Srsly Risky Biz: Tuesday, September 8

Ransomware takes down state-owned bank, DDoS extortion surge, Norwegian Parliament inboxes under attack, US weighs up cost of replacing Huawei, and more...

Your weekly dose of Seriously Risky Business news is supported by the Cyber Initiative at the Hewlett Foundation.

Ransomware takes down Chile's state-owned bank

Chile's national CSIRT placed the country on 'high alert' yesterday after one of the country's largest banks was crippled by a ransomware attack.

On Sunday, Banco Estado announced that malicious software has been detected on its systems over the weekend. The bank reassured clients that digital channels (ATMs, websites, apps) were unaffected but encouraged them to avoid branches the following day. Despite these assurances, hundreds of users complained on social media that some online banking features were not working.

On Monday morning, the bank told clients that only 21 of its 400+ branches would open, and these would only offer a limited range of services. It told customers that "there has been no impact on the funds of our clients or the assets of Banco Estado".

Chile's national CSIRT has shared file hashes of Sodinokibi Ransomware (commonly used by the REvil cybercrime gang) used in the attack.

DDoS extortion is back in a big way

Internet service providers across Europe have been targeted in DDoS extortion campaigns in recent weeks using the same methods employed against financial service providers like the New Zealand Stock Exchange.

Over a dozen ISPs in Belgium, France and the Netherlands have been targeted in attacks, according to ZDNet.

Attackers sent emails demanding large ransom payments in Bitcoin before swamping the ISPs’ DNS infrastructure with amplified traffic.
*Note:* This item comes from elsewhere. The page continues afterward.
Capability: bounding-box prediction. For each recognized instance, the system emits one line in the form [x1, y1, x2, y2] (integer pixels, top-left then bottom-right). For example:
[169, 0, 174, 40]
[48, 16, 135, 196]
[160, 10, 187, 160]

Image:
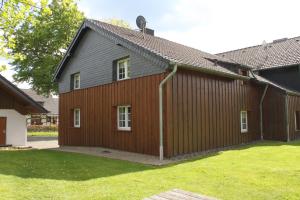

Some of the attacks in Europe peaked at 300 Gbit/s. In most attacks, services were impacted for up to 24 hours.

Even in the absence of firm attribution to a single actor group, ZDNet's Catalin Cimpanu makes a strong case for linking the numerous attacks spanning the globe to the same actor, based on the timing of attacks and tradecraft used. The US Cybersecurity and Infrastructure Security Agency (CISA) agrees: it advises that DDoS extortion campaigns are currently affecting "multiple sectors".

This week the New Zealand Cyber Security Centre published an update to the ASD's long-published advice on how to fend off DDoS attacks. It makes for timely reading.

Forty-seven inboxes popped. No big deal, right?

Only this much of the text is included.